Post by account_disabled on Feb 20, 2024 5:30:48 GMT
Freezing temperatures, dark winter days, an incredibly high cost of living – who would want to live in a place like that? Turns out the happiest people on planet Earth. According to the UN, quality of life is the key. This can be reliably assessed by a variety of measures of well-being, income being only one of them and not necessarily the most important. Among other variables that are linked to happiness are: The freedom to make life decisions. Trust in social and political institutions. Healthy life expectancy. The level of support available from friends and family in times of need. Generosity as a sense of positive community participation. Could this be a lesson for a new post-COVID-19 world? Take a look at the happiest countries in the world and the factors that can lead a country to this point. Looking for happiness… An example of happy places is undoubtedly the Nicoya Peninsula, which apart from being beautiful, its inhabitants, especially men, live one of the longest lives in the world. The men of Nicoya have a life expectancy of almost 84 years, rivaling even the life expectancy in Japan, a country famous for its long-lived citizens. Interestingly, this marker of human resilience has been achieved in a region that is not wealthy, where most people survive on traditional subsistence agriculture. Researchers investigating the reasons for Nicoyans' longevity have noted the value of strong social ties and a deep sense of community. In Nicoya, the pace of life is different, it is not a materialistic society.

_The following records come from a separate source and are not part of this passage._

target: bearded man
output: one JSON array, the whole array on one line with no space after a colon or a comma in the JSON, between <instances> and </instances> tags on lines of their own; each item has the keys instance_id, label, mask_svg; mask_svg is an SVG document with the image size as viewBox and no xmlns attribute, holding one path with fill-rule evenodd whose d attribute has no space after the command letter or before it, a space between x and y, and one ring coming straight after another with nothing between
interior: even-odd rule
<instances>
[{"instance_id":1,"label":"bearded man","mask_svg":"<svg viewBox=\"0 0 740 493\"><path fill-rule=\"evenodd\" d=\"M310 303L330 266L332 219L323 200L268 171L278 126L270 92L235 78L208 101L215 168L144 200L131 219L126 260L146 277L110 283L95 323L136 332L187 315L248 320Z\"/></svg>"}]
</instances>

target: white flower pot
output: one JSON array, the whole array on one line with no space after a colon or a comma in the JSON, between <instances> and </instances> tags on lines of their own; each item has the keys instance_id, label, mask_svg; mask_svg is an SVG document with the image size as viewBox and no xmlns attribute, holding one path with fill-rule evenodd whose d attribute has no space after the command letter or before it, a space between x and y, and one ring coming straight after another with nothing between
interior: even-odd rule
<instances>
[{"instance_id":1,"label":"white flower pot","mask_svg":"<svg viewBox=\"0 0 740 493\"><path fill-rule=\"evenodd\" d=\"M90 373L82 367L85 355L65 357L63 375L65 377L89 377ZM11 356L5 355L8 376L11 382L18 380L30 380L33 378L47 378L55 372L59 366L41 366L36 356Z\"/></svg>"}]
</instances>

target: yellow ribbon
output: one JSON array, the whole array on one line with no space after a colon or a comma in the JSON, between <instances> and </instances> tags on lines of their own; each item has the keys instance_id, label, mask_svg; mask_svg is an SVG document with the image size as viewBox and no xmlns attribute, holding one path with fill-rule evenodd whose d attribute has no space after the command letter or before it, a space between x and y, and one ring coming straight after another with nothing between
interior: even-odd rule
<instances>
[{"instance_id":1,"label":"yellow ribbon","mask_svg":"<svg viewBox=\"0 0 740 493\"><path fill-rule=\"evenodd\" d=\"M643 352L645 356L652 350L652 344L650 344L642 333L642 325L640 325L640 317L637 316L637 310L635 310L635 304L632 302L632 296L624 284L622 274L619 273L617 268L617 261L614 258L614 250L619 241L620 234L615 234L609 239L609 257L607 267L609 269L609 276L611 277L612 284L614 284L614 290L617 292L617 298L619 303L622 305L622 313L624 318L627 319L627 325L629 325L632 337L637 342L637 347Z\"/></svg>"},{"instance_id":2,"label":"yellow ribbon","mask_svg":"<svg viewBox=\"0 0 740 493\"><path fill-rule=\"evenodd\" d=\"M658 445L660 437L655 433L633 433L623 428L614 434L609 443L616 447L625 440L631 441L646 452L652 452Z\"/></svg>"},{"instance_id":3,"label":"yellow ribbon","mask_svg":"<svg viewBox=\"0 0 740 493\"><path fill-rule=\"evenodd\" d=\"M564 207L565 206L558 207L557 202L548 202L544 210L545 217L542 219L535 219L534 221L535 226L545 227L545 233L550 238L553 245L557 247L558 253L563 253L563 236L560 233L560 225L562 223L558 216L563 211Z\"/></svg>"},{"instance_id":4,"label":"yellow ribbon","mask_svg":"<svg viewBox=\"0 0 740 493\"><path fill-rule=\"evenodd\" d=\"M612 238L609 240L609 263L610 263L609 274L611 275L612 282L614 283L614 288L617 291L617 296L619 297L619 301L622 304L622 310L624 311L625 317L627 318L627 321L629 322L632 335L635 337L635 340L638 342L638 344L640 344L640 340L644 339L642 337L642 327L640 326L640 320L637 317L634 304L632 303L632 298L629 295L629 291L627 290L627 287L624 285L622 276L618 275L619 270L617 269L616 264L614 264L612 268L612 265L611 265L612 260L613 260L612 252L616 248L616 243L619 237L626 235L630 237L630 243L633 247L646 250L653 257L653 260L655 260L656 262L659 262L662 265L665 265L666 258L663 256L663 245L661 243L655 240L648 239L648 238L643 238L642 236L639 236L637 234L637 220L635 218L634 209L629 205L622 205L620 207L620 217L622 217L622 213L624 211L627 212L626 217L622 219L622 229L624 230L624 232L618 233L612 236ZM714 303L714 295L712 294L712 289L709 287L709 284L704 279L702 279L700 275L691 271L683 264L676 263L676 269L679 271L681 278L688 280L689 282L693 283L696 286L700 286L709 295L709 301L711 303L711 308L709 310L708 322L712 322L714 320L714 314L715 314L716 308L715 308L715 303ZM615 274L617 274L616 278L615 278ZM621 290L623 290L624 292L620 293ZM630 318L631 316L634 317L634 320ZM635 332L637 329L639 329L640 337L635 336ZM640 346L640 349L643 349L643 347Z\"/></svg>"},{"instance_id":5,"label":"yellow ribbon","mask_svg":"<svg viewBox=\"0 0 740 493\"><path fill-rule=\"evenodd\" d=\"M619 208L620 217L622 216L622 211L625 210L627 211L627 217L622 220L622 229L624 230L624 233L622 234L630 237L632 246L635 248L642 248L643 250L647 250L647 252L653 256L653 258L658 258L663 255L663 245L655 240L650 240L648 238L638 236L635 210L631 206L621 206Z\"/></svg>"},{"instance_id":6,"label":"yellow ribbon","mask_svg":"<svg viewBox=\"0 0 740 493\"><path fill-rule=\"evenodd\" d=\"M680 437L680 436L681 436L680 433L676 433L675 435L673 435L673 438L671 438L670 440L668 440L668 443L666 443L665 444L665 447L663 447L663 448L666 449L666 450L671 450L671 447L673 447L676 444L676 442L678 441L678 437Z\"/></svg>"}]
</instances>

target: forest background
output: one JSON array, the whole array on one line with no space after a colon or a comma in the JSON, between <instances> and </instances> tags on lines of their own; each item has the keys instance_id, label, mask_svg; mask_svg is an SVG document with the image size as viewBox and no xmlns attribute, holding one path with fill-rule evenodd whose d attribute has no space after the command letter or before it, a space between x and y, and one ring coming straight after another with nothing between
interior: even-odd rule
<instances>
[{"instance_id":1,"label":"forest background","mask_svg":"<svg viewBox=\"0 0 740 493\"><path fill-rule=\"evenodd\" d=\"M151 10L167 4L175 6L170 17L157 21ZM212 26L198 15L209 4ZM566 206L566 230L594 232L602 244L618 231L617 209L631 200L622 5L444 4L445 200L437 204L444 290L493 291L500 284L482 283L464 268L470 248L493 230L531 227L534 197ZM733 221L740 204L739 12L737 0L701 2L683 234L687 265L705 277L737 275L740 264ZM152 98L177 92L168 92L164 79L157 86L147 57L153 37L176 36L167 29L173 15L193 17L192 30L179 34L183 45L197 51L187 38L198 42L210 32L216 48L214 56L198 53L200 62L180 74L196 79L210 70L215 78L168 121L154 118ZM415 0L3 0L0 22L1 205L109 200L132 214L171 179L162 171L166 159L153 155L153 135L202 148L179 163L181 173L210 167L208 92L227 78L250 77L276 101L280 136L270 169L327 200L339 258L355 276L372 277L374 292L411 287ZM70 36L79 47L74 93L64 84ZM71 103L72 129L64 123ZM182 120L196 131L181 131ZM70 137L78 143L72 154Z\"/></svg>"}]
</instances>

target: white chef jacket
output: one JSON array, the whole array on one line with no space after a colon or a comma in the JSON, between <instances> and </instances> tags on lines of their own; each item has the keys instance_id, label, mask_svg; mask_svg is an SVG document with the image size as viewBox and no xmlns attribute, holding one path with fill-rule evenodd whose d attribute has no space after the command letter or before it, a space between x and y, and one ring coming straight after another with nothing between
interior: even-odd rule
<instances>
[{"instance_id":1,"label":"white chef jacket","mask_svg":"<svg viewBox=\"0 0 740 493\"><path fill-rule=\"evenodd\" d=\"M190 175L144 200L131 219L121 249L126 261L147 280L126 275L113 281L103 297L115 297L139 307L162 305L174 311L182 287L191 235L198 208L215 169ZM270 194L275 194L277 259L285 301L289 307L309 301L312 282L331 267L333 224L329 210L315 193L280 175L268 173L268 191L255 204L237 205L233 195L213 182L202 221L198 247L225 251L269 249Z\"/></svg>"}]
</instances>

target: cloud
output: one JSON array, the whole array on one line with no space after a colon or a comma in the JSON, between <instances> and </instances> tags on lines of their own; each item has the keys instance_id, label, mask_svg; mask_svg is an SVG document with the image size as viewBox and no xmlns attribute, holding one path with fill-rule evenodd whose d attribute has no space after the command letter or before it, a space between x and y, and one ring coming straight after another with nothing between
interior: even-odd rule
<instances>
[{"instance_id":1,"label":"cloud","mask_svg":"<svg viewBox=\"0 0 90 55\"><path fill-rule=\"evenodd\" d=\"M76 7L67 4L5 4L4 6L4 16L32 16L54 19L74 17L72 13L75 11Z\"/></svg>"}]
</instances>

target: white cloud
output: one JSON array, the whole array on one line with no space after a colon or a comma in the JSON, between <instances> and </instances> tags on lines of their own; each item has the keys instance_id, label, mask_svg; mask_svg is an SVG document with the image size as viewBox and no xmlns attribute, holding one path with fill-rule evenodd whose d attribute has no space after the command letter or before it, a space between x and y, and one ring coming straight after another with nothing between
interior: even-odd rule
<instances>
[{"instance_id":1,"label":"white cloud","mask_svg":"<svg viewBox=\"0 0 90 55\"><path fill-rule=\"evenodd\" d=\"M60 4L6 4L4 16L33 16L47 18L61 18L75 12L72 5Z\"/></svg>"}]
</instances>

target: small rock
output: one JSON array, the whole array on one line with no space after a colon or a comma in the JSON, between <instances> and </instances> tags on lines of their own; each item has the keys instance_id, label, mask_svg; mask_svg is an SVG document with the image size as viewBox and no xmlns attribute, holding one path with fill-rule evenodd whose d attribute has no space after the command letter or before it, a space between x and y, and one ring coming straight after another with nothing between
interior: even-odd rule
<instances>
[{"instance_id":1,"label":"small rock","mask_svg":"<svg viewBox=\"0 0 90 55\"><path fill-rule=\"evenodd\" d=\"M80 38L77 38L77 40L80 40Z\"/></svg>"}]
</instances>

But it's not just Nicoya. Great happiness is everywhere in the country. Mariano Rojas, a happiness expert from Costa Rica who is an economics professor at the International University of La Rioja in Spain. For those who believe that money equals happiness, Costa Rica is a paradox. The small Central American nation is not rich . The middle-income country has only a fifth of the per capita Europe Cell Phone Number List wealth of the United States, but it outperforms its giant North American neighbor on many indicators of well-being, not just life expectancy. Costa Rica spends a higher proportion of its gross domestic product on education than almost any other country: 8% compared to 5% in the United States. The best university in the country is public and funded by the government. And it manages all of this with a per capita environmental footprint one-third the size of the US. The government's investment in health, education and affordable housing is a big part of Costa Rica's success, Rojas said. The country has the funds for such investments thanks to a radical decision it made in 1948 to dismantle its army, reorienting the budget toward public services.
Costa Rica is certainly not perfect - it still has relatively high levels of poverty and income inequality - but the country shows what can be achieved when an economy is configured around the idea of improving people's lives rather than seeking of endless growth. It blows huge holes in the conventional wisdom that GDP, a broad and crude measure of economic success, is the only metric that counts. It's a lesson some economists hope the world will hear as countries embark on the monumental challenge of recovering from our current pandemic-related economic collapse. It is an opportunity to rethink who economies are for and how to rebuild them; to give people meaningful lives and get us off the path of climate destruction. The GDP error The idea of GDP emerged at a time not very different from today. Economist Simon Kuznets devised the metric in the 1930s, a period characterized by rising unemployment and deep inequality, to help measure countries' progress in recovering from the Great Depression. GDP counts the value of goods and services exchanged within a country. Since World War II, virtually all countries have analyzed GDP to track their development. GDP became synonymous with the success of a country. Diane Coyle, co-director of the Bennett Institute for Public Policy at the University of Cambridge. But even Kuznets knew that it was an imperfect measure, which overlooks very important areas of economics such as: Unpaid work. Care of children. The volunteering.